Accepting and Releasing Professional Pain

In a recent blog, I shared the account of the team leader who was offended by his boss.  He was so enraged that he went “numb.”  He decided that he would resign.  His friend told him that flight was not the answer.  “The only way out, was through.”

A friend of mine, a retired psychiatrist, read the account and felt to share his own experience in dealing with professional pain.  His observations are extraordinary.

It was about year 5 into being a psychiatrist, I was feeling so much pain and dread about certain aspects of my work that I was considering leaving the organization and choosing to work in some other branch of psychiatry or move into another part of medicine. But I did not want to do that. I could hardly do what I needed to do at times because the pain was almost paralyzing. 

This also happened to me for about a year after the death of my father but at that time I went numb. Going numb is telling yourself, “I don’t care” and trying to live like that to avoid further pain.

In both these instances I sought professional counseling briefly and benefitted from the psychiatrists pointing out to me that I would be useless as a physician if I went numb. I know many physicians who became miserable in their professions because they “went numb” as a protection from the pains of our profession and never “went through the pain” and came out on the other side.

What I was told the second time was extremely simple but helpful. I was counseling with a brilliant psychotherapist. He said in effect, “Your patients are letting you feel their pain. Accept it as a gift, let yourself understand it but then you can let it go and let it pass on while you retain the knowledge and compassion it gave you.”

My friend indicated that the simple statement was transforming.  He learned how to apply the advice.  He explained that there is “professional pain” that can come in working with others.  He learned to take in and appreciate the pain of his clients without being crushed and today, when he occasionally practices, he still values the skill.  He receives and feels the pain, he allows it to enlighten his understanding so he can serve the other with love, but then, he says, “I gently give it back to them and to God.”

If he begins to fall into the pattern of numbness, he consciously employs one of his personal strategies to “stay alive and feeling.”  Often it involves slowing down and “connecting with nature and with God.”

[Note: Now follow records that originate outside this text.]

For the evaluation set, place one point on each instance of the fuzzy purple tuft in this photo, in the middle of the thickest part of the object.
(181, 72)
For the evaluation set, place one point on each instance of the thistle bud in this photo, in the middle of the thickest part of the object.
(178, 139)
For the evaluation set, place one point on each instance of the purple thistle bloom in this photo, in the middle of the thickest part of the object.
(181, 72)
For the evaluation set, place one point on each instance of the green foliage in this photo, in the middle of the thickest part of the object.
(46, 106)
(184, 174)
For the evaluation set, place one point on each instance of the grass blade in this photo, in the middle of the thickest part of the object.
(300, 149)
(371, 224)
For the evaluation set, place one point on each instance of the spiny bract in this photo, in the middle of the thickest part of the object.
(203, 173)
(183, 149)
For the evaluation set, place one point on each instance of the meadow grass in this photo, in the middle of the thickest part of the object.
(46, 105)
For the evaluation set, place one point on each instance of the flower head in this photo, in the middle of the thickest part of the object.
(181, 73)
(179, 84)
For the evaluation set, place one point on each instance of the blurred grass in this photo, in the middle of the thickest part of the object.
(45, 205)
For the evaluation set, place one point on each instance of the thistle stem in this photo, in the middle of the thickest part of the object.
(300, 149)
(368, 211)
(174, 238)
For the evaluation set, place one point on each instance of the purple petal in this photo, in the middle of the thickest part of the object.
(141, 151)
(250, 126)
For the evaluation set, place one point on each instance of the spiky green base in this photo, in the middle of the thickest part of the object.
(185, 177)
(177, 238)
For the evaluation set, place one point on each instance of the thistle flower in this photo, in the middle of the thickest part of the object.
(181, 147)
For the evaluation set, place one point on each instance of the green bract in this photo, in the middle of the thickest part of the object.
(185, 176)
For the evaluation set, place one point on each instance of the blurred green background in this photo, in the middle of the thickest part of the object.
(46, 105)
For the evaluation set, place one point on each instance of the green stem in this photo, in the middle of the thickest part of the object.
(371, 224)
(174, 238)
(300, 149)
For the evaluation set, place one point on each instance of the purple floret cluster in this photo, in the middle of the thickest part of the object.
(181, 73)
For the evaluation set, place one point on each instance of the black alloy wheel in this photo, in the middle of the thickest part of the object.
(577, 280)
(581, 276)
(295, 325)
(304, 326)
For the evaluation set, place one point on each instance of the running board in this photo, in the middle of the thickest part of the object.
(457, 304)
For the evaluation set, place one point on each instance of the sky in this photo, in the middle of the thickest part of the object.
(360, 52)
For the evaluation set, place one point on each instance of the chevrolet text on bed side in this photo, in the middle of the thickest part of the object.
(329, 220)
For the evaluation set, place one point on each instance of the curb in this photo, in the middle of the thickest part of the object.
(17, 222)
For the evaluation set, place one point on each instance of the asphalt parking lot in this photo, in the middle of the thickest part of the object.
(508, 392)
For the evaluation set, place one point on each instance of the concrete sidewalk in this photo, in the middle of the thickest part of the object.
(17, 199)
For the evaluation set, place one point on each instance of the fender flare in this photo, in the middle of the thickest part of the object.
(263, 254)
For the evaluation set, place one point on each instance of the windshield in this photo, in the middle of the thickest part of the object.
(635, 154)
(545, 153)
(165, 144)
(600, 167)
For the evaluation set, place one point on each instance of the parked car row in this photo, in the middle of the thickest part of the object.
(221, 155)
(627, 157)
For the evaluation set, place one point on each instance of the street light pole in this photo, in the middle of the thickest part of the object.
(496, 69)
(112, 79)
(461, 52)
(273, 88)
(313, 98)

He says, “I let God have the pain back–and God takes it if I offer it with understanding and somehow that offers me additional peace and strength.”  My friend closes by declaring that learning to accept and then release the pain of others is one of the greatest lessons he has learned.

 

Reflection

  • In your organization, does anyone ever feel pain that causes them to go numb?
  • Transformational leadership includes demonstrating empathy or individualized concern, it means inclusion of the other, suffering with the other. Has any authority figure ever done this for you?  Have you ever done this for another?  Why is this precious pattern so rarely demonstrated?
  • In reading this account, what do you learn about being a more effective leader in the future?
  • How could we use this passage to create a more positive organization?